IRS Data: The rich pay 80% of U.S. taxes

The likes of Bernie Sanders, as well as the recent Panama Papers, would have you believe that the rich don’t pay any taxes at all. If you listen to liberal politicians and economists, you’d think that the wealthy are getting off scot-free when it comes to paying their “fair share.”

But it seems that the rich are paying far more than their fair share. In fact, if you’re discussing the matter of fairness, the rest of the country isn’t paying their so-called fair share, at least according to a new report.

Using data from the Internal Revenue Service (IRS), the Washington Beacon reported that the rich have paid 80 percent of all the taxes in the United States. Eighty percent!
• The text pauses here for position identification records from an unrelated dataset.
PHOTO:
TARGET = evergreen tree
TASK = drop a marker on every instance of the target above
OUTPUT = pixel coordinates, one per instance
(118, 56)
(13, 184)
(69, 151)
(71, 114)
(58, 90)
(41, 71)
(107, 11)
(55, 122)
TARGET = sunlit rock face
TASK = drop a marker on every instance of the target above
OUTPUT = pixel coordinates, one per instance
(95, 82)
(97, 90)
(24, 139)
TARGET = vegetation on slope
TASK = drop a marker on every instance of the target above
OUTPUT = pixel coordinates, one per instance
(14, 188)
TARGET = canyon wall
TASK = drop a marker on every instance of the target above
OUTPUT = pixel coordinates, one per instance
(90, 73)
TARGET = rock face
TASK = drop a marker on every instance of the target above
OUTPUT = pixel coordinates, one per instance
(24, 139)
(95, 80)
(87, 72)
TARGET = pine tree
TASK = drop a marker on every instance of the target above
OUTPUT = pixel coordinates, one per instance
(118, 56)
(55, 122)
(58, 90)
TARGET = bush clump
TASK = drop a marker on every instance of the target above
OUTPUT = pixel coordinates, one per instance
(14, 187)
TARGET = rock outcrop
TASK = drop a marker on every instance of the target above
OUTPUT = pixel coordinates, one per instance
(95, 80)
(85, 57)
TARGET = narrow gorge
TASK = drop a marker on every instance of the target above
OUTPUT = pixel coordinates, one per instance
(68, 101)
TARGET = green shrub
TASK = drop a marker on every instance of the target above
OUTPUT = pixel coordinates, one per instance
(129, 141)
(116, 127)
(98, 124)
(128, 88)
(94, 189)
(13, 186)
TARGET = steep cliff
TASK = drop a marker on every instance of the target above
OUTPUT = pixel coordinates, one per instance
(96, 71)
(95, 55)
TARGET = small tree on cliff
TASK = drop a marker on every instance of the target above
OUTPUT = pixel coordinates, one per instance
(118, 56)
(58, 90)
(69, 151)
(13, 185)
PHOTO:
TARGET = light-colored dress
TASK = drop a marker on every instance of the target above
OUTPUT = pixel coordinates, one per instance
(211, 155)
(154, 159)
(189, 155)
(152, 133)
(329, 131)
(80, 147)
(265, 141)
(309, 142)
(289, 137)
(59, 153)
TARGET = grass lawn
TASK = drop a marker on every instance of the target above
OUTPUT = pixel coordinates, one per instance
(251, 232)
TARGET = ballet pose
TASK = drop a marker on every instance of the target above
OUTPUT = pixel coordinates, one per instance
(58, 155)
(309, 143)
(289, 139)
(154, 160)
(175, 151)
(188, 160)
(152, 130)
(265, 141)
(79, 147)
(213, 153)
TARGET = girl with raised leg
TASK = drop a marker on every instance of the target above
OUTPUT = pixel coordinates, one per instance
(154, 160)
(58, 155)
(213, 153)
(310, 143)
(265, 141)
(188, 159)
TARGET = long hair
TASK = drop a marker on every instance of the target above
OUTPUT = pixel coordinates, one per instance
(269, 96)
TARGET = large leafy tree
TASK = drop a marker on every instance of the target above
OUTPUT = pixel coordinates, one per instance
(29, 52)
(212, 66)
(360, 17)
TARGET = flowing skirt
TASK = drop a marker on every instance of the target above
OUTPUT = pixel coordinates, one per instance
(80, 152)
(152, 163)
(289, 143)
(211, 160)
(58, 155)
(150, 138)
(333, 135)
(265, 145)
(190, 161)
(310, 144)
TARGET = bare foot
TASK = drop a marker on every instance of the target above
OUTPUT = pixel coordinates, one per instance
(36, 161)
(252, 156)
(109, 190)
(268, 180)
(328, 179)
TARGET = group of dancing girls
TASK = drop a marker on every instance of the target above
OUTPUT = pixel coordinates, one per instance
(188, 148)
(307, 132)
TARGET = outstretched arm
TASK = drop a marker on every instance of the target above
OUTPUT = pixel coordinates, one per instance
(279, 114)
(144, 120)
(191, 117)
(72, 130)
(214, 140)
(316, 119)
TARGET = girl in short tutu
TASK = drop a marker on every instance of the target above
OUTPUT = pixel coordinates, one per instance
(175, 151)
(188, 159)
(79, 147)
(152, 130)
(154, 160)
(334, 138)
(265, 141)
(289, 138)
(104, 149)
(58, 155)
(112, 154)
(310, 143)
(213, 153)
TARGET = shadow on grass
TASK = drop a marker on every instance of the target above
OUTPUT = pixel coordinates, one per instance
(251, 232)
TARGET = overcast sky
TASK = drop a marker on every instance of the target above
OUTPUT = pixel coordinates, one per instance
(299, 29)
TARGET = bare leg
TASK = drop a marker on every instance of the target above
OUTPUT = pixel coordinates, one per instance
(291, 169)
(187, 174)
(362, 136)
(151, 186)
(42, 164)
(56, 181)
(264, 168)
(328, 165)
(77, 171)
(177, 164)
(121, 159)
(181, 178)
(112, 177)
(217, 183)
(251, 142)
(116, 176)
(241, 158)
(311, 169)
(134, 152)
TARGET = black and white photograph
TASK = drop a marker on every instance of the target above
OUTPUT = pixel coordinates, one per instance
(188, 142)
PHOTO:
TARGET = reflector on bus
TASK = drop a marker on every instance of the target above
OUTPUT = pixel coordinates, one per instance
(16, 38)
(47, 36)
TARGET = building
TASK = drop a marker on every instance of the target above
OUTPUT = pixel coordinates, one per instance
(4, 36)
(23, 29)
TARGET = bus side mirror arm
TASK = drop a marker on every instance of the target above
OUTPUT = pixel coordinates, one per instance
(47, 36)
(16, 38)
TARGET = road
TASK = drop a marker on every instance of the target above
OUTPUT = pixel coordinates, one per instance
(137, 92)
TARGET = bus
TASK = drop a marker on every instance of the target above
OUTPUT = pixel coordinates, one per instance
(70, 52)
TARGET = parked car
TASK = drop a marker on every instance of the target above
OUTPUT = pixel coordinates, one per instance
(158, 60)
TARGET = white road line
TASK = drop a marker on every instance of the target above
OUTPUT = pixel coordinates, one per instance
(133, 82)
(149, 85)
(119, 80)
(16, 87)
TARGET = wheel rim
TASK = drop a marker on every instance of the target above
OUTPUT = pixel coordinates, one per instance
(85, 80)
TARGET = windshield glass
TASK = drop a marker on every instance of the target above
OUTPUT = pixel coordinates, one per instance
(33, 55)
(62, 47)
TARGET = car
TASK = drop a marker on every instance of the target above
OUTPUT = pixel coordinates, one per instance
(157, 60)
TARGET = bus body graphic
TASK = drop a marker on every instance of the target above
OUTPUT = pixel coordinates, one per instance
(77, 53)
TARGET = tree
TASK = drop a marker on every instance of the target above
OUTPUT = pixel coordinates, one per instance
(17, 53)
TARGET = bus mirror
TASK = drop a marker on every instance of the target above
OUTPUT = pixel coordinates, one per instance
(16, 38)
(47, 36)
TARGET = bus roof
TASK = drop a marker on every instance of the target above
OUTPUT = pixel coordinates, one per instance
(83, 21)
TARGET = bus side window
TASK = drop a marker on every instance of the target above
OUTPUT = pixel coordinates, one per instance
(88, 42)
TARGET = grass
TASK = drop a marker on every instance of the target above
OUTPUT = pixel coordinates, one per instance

In 2014, Americans were forced to hand over $1,358,093,169,000 to the IRS in individual income taxes. Of this, Americans earning at least six figures paid $1,079,392,180,000, or 79.5 percent of the total.

“Liberals say that high earners pay a high share of taxes only because they have high incomes,” said Chris Edwards, a tax policy expert at the Cato Institute, in the Beacon report. “But high earners also pay much higher tax rates than everyone else. For example, Congressional Budget Office data show that the average federal income tax rate for the top fifth of households is 14 percent, but the average rate for the middle fifth is only 2 percent.”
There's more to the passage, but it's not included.